Danika estendeu a toalha, grande o suficiente para os dois sentarem. Colocou a cesta no meio e decidiu também tomar um gole de café. Quando olhou novamente para o mar, viu Yago remando sua prancha para além da arrebentação. Ele parecia tão... habituado a fazer aquilo. Parecia com algo que ela tivesse visto na TV.

Não demorou muito, e, de repente, ele veio... Descendo uma onda um pouco maior que a anterior, costurando por baixo do pequeno túnel. E Danika assistiu de boca aberta. Ele não era um mero rato de praia. Ele era mesmo um surfista experiente. Do tipo que sabia o que estava fazendo.

Suspirou. Bom, devia ter mesmo experiência. "Afinal, ratos de praia vivem na praia", desdenhou em pensamento. O incrível foi vê–lo em júbilo, com a mão estendida para cortar a água enquanto a prancha passava pelo tubo.
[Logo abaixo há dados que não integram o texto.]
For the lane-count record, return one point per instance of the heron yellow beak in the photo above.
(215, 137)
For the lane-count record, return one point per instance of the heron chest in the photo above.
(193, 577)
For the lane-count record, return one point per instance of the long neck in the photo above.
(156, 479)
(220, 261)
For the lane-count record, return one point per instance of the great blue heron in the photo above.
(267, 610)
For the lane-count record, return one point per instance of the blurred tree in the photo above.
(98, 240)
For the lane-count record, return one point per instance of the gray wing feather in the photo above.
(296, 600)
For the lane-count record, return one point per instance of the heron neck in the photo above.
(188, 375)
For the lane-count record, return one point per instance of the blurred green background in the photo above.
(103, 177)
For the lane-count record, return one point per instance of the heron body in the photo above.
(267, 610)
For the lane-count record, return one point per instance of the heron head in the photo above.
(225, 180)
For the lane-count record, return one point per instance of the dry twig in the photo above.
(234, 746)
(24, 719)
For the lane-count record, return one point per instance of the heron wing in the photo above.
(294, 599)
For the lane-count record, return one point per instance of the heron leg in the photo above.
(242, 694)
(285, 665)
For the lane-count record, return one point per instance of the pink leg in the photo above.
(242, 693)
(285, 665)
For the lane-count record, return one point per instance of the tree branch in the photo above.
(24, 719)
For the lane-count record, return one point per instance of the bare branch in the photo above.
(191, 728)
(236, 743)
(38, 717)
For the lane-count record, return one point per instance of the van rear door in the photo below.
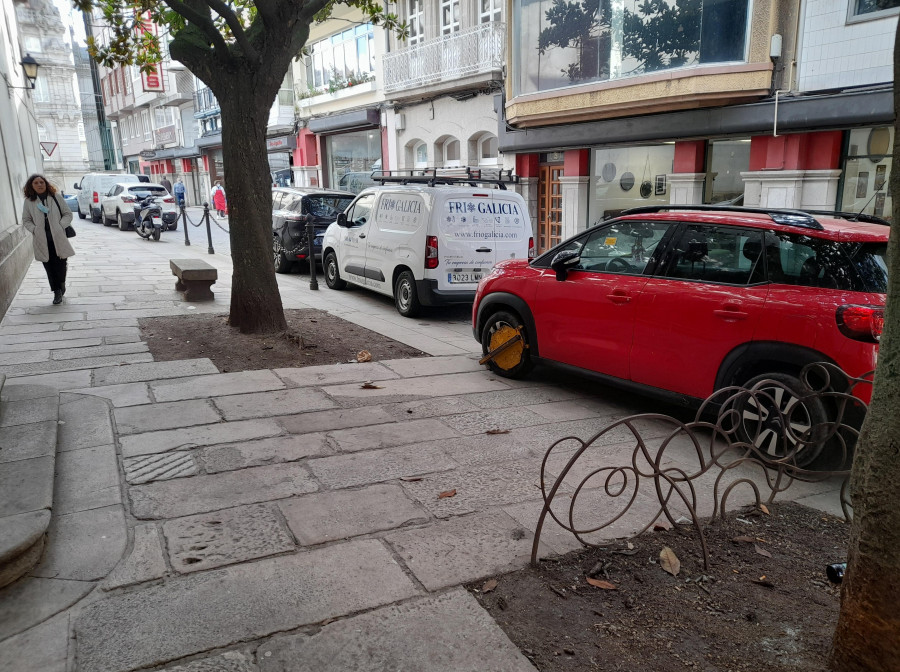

Ele foi descendo numa rasgada até a prancha perder velocidade no beach break.

Yago saltou, mergulhou e se levantou animado. Virou–se por um momento para o mar, de olhos fechados. Parecia estar orando ou agradecendo. Então, puxou a prancha e levou para onde Danika estava sentada.

Ao invés de sentar ao seu lado, ele ficou de pé, se secando ao vento; estava de roupa térmica, os pés descalços. Danika lhe estendeu uma caneca cheia de café e os dois ficaram assim, calados, apenas escutando o barulho das ondas.

Eventualmente, o latido de Cora cortava o ar. Ela estava cavando onde os moluscos se enfiavam na areia molhada. Mas daí as ondas vinham e Cora fugia delas, latindo, para depois voltar a persegui-las, como se as ondas estivessem brincando com elas.

– Este foi o melhor momento da minha vida – disse Yago, solene.

– Qual? – Danika levantou os olhos para ele.

Yago bebeu outro gole, e voltou o olhar para ela. – Esse, aqui, agora, com você.